Prof. Gavin Sacks, food science, whose research focuses on flavor chemistry, said nostalgia is the main psychological reason for why certain fall drinks — such as pumpkin spice lattes and apple cider — become very common during this time of year.

“We have plenty of foods and beverages that serve a function in rituals that are specific to a particular time and help us form memories and connections with each other,” Sacks said. “It’s part of what makes the season a season. Does having cotton candy at a fair during the summer taste better? I don’t know. But it’s part of the ritual.”

Memories play an important part in how we perceive food, according to Sacks. Certain foods are associated with traditions and holidays, especially in November and December.

“The association between pumpkin spice and fall is also partially due to the unique way in which it is produced historically — which lends itself to becoming more common as the weather gets cooler”, Sacks said.

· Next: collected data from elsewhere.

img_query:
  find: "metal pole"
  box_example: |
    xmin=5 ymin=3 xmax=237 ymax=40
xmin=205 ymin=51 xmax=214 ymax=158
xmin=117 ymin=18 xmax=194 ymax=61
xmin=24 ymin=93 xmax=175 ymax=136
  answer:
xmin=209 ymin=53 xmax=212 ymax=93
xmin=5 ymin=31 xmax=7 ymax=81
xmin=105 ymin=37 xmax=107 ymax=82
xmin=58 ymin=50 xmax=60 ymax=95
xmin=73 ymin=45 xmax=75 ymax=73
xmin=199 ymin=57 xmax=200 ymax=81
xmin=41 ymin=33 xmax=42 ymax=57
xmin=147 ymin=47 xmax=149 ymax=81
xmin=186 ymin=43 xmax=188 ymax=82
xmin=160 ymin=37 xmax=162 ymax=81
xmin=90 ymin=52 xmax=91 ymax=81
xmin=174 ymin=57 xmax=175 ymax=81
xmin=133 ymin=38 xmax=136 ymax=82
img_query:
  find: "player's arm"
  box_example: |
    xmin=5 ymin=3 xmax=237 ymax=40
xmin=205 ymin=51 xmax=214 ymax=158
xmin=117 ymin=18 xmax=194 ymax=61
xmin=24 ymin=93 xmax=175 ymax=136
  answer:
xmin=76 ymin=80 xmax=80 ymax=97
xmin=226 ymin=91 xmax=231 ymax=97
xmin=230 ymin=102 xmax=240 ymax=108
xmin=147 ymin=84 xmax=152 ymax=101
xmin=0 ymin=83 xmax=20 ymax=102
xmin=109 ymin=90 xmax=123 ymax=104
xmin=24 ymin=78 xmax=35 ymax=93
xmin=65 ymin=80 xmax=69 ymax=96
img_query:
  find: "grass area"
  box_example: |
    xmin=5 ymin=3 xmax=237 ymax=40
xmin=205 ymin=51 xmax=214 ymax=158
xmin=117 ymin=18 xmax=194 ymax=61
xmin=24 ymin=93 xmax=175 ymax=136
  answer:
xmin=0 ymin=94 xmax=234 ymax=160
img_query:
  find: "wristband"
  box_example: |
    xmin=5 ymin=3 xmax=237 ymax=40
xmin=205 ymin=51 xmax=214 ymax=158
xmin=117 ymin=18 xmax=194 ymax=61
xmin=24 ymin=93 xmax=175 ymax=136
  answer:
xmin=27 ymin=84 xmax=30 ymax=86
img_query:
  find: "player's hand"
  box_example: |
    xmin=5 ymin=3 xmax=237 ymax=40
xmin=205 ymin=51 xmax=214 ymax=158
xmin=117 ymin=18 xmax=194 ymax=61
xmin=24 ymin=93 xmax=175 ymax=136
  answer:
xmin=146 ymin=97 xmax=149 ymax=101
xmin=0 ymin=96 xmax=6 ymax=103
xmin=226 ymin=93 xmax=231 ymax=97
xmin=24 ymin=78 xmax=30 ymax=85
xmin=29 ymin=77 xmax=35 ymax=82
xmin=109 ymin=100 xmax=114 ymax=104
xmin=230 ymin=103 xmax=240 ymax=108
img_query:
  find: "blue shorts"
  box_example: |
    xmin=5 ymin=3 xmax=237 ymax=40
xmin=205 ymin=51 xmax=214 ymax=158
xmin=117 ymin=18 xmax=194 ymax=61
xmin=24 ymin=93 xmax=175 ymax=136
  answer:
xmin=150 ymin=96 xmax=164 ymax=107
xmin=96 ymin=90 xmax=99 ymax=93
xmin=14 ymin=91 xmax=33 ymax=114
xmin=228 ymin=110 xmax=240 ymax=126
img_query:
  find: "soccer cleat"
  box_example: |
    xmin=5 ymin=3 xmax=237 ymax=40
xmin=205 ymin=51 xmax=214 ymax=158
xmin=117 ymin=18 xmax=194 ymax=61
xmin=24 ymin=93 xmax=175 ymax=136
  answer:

Sacks then explained how wet cooking methods — such as boiling, braising, and stewing — are more common during the fall and winter, since people tend to enjoy hot foods and drinks when the weather is colder.

“Brown spices — cloves, cinnamon and nutmeg — those are spices in Western cooking that are generally not used when we’re consuming raw fruits and vegetables,” Sacks said. “They’re usually used when we’re preparing things with a wet cooking method or roasting fruits and vegetables, and that kind of cooking is more common as the weather gets cooler.”

The flavor compounds, degradation products of lipids and hemicelluloses are key components of the dried seeds, stamens and bark plants that make up brown spices. Lipids and hemicelluloses are both important for maintaining the structure of the plant cell membrane and cell wall, respectively. The flavor compounds in these spices are crucial to producing pumpkin spice’s unique flavor.

The sweetening of these processed brown spices completes the pumpkin spice flavor process, creating a more appealing and cozy flavor.

Although processing a sweetened blend of brown spices makes the pumpkin spice flavor, it’s not always the preferred method. Pre-formulated extracts can be more convenient to use for pumpkin spice flavored foods.

“For something that’s pumpkin spice flavored, pumpkin spice donuts, for example, you wouldn’t necessarily use ground spices,” Sacks said. “It would probably be more convenient and easier to use the essential oils or extracts of some of these plants. You can buy these kinds of extracts that  are pre-formulated for use in particular applications from flavor companies.”

Whether you’re drinking a pumpkin spice latte or eating a pumpkin spice donut, what makes this fall treat enjoyable has little to do with the ingredients itself.